Subject: Re: packet capturing
To: Gary Thorpe <gathorpe79@yahoo.com>
From: Jonathan Stone <jonathan@DSG.Stanford.EDU>
List: tech-kern
Date: 01/23/2004 12:13:54
In message <20040123194559.92054.qmail@web41211.mail.yahoo.com>,
Gary Thorpe writes:
>Hi,
>
>I just have a question: why is there so much _resistance_ to the
>possibility that you might actually improve BPF's performance by
>changing the implementation to use a ring buffer?
Huh? Scuse me, but where did that come from?

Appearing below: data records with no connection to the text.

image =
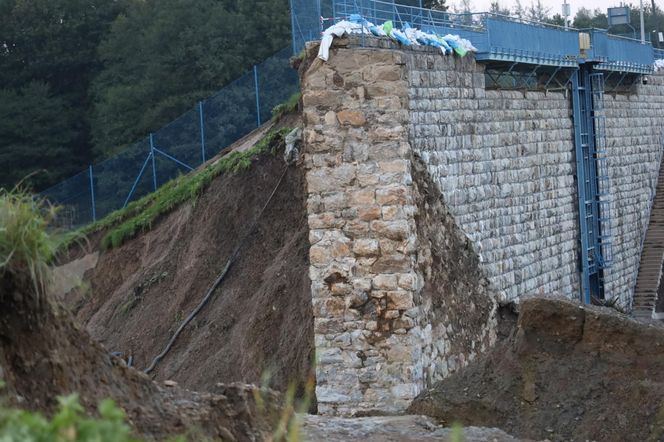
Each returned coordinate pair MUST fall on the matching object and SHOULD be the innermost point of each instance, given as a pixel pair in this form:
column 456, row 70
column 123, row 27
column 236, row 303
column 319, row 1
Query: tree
column 49, row 58
column 36, row 131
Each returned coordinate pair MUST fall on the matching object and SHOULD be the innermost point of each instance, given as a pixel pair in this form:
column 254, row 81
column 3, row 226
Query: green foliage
column 287, row 107
column 69, row 424
column 25, row 246
column 164, row 55
column 47, row 61
column 80, row 79
column 140, row 216
column 36, row 133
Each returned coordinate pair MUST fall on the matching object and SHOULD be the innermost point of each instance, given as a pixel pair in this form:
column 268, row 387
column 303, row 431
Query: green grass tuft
column 26, row 248
column 139, row 216
column 69, row 424
column 286, row 107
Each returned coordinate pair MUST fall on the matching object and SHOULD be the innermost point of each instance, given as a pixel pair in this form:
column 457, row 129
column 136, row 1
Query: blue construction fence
column 179, row 147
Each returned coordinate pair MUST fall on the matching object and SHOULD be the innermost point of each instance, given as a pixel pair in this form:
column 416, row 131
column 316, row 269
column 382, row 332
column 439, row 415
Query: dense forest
column 81, row 79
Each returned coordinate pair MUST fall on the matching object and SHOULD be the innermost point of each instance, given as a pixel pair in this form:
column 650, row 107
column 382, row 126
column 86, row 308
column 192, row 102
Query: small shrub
column 69, row 424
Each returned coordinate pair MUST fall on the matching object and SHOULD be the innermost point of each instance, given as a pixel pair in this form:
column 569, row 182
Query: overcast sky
column 555, row 5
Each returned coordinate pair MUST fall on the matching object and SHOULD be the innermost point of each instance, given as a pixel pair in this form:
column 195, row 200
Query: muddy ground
column 565, row 372
column 44, row 354
column 258, row 326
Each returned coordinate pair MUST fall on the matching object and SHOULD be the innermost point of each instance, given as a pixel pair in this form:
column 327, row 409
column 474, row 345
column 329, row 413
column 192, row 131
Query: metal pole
column 293, row 27
column 92, row 194
column 258, row 100
column 643, row 31
column 200, row 114
column 154, row 166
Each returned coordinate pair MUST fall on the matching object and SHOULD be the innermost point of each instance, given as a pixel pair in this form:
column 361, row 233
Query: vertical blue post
column 200, row 114
column 258, row 100
column 154, row 166
column 293, row 18
column 92, row 194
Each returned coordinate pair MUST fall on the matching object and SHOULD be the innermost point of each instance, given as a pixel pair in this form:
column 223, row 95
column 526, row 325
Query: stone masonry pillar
column 363, row 263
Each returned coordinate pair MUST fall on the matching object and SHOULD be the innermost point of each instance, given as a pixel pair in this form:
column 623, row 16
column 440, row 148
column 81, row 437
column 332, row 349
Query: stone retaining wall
column 431, row 198
column 634, row 130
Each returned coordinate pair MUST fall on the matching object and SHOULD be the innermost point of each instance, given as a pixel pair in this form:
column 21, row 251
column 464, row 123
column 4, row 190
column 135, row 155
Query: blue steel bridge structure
column 521, row 52
column 515, row 51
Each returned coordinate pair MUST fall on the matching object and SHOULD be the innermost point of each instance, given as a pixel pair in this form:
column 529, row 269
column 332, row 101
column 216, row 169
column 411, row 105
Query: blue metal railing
column 179, row 147
column 496, row 37
column 620, row 53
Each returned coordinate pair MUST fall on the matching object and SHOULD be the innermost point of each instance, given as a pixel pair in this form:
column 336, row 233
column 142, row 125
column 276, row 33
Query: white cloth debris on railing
column 408, row 36
column 659, row 64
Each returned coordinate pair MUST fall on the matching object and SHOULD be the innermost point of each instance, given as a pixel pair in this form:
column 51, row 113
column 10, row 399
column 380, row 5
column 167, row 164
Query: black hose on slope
column 216, row 283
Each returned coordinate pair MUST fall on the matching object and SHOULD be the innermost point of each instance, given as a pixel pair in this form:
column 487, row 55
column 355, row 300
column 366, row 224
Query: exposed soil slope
column 43, row 354
column 566, row 373
column 258, row 321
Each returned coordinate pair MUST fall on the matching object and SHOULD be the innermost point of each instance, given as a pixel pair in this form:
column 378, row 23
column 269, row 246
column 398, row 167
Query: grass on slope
column 25, row 246
column 139, row 216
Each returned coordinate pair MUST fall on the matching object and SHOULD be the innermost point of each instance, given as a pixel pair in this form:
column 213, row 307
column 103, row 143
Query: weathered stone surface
column 352, row 117
column 393, row 429
column 502, row 164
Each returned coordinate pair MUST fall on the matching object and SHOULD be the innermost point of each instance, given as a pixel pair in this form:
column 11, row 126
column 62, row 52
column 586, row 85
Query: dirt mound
column 567, row 372
column 259, row 320
column 43, row 354
column 393, row 429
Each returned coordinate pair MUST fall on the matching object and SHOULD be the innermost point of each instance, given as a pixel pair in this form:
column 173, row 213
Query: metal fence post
column 293, row 27
column 154, row 166
column 258, row 100
column 92, row 194
column 200, row 113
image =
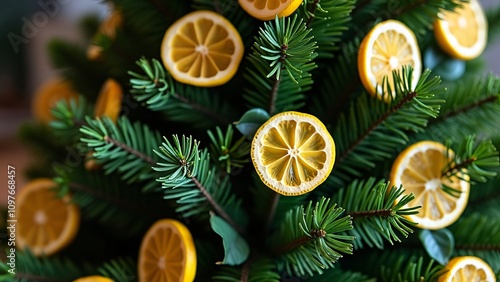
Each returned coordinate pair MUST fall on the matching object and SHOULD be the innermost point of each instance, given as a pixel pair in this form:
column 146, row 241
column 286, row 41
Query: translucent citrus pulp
column 93, row 278
column 46, row 224
column 293, row 153
column 419, row 169
column 462, row 33
column 465, row 269
column 265, row 10
column 167, row 253
column 388, row 47
column 202, row 49
column 109, row 100
column 48, row 95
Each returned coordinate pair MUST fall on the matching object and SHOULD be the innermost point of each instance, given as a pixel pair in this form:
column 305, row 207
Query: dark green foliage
column 372, row 130
column 125, row 148
column 30, row 268
column 230, row 156
column 188, row 177
column 281, row 62
column 376, row 217
column 178, row 102
column 310, row 238
column 120, row 269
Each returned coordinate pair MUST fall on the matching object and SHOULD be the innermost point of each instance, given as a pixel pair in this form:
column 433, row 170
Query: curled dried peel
column 293, row 153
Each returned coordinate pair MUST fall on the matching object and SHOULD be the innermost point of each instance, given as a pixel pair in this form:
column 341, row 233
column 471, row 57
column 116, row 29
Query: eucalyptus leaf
column 251, row 121
column 236, row 249
column 439, row 244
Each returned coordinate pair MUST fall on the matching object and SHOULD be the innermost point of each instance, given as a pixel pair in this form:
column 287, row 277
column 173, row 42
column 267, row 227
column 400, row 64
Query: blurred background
column 24, row 63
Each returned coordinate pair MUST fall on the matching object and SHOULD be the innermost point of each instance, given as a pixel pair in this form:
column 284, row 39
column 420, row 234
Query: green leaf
column 439, row 244
column 251, row 121
column 236, row 249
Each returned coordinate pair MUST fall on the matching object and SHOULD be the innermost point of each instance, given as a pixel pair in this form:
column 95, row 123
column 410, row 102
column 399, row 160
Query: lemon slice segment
column 46, row 224
column 388, row 47
column 202, row 49
column 167, row 253
column 419, row 169
column 266, row 10
column 462, row 33
column 293, row 153
column 468, row 268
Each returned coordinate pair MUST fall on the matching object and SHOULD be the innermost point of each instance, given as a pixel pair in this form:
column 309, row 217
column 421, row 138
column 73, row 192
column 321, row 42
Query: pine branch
column 476, row 158
column 375, row 215
column 125, row 148
column 373, row 130
column 309, row 239
column 280, row 65
column 184, row 167
column 176, row 101
column 230, row 156
column 255, row 270
column 328, row 20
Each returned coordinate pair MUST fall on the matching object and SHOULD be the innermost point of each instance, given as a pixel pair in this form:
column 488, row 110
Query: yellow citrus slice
column 93, row 278
column 293, row 153
column 419, row 168
column 109, row 100
column 202, row 49
column 468, row 269
column 265, row 10
column 108, row 28
column 167, row 253
column 388, row 47
column 46, row 224
column 462, row 33
column 48, row 95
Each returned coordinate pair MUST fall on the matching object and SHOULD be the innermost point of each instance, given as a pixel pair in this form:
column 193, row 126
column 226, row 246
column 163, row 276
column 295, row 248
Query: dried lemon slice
column 202, row 49
column 293, row 153
column 265, row 10
column 167, row 253
column 388, row 47
column 419, row 169
column 46, row 224
column 468, row 269
column 462, row 33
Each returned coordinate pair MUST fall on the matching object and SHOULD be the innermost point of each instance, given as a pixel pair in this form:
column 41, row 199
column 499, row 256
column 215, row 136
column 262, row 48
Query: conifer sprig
column 372, row 130
column 310, row 238
column 176, row 101
column 190, row 179
column 376, row 217
column 280, row 65
column 124, row 148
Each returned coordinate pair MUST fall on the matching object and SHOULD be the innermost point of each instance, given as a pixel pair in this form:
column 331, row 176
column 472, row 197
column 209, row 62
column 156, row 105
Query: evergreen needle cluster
column 181, row 151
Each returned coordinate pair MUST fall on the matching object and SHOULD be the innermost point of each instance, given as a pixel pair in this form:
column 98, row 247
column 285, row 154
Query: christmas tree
column 292, row 140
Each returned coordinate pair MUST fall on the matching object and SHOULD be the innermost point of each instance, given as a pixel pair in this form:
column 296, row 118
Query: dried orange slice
column 419, row 168
column 48, row 95
column 167, row 253
column 93, row 278
column 388, row 47
column 468, row 269
column 46, row 224
column 203, row 49
column 109, row 100
column 462, row 33
column 293, row 153
column 265, row 10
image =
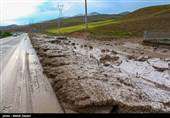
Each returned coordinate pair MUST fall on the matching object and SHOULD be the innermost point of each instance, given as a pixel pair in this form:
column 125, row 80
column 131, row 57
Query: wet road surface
column 23, row 86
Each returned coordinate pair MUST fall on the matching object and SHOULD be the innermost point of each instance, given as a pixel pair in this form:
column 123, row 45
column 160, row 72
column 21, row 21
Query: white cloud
column 10, row 10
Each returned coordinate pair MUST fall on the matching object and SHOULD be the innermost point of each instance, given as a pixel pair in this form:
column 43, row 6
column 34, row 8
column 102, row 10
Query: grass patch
column 5, row 34
column 71, row 29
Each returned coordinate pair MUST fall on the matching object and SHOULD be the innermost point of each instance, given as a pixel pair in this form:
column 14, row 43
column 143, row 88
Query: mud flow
column 105, row 77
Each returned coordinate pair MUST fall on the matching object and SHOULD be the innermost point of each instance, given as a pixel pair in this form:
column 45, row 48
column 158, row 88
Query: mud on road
column 93, row 76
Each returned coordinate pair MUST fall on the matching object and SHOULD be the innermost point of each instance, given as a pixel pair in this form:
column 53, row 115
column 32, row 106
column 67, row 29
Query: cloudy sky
column 31, row 11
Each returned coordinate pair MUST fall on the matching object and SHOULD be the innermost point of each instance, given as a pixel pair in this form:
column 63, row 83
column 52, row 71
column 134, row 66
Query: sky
column 31, row 11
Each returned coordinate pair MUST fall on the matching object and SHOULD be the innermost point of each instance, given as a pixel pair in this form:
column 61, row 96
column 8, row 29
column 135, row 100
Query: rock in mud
column 91, row 80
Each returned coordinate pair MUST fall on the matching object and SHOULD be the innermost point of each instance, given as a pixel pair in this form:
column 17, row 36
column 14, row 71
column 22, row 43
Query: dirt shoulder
column 105, row 76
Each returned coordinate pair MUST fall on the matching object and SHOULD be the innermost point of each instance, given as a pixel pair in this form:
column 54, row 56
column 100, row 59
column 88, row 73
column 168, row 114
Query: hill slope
column 156, row 18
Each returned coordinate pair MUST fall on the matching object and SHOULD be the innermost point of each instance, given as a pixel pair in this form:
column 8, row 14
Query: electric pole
column 60, row 10
column 86, row 12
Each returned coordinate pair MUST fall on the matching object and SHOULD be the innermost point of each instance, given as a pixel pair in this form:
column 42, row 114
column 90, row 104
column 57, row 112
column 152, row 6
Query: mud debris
column 93, row 76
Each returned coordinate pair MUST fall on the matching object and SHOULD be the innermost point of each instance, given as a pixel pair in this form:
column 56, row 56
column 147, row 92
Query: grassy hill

I have no real resistance to adding a ringbuffer API to BPF, provided
experiment shows its acutally worthwhile -- when compared to bpf with
buffer sizes consonant with widely-known ``best-practice'', as we
have now. I careful to say that, two or three different times.
The point is more that the default FreeBSD buffer sizes (plus polling)
are within 3% of the Linux ringbuffer sizes. I've just increased the
sizes dramaticaly (six compound doublings, sysctl'able to two more
with no change to libpcap). We __know__ that increasing the bpf
buffers that much yields a dramatic decrease in drop rates.
At this point, we're much better off purusing interrupt mitigation
(which benefits all receive-side NIC traffic, not just bpf).
Then we can re-measure drop rates, and see if there's any reason to do
a ring-buffer. Even the default FreeBSD capture size is within a last
3% or so. With the much larger buffer sin -current, I'd expect that
the benfits from a ring-buffer will be very small, on all but the most
chronically memory-bandwith-limited machines.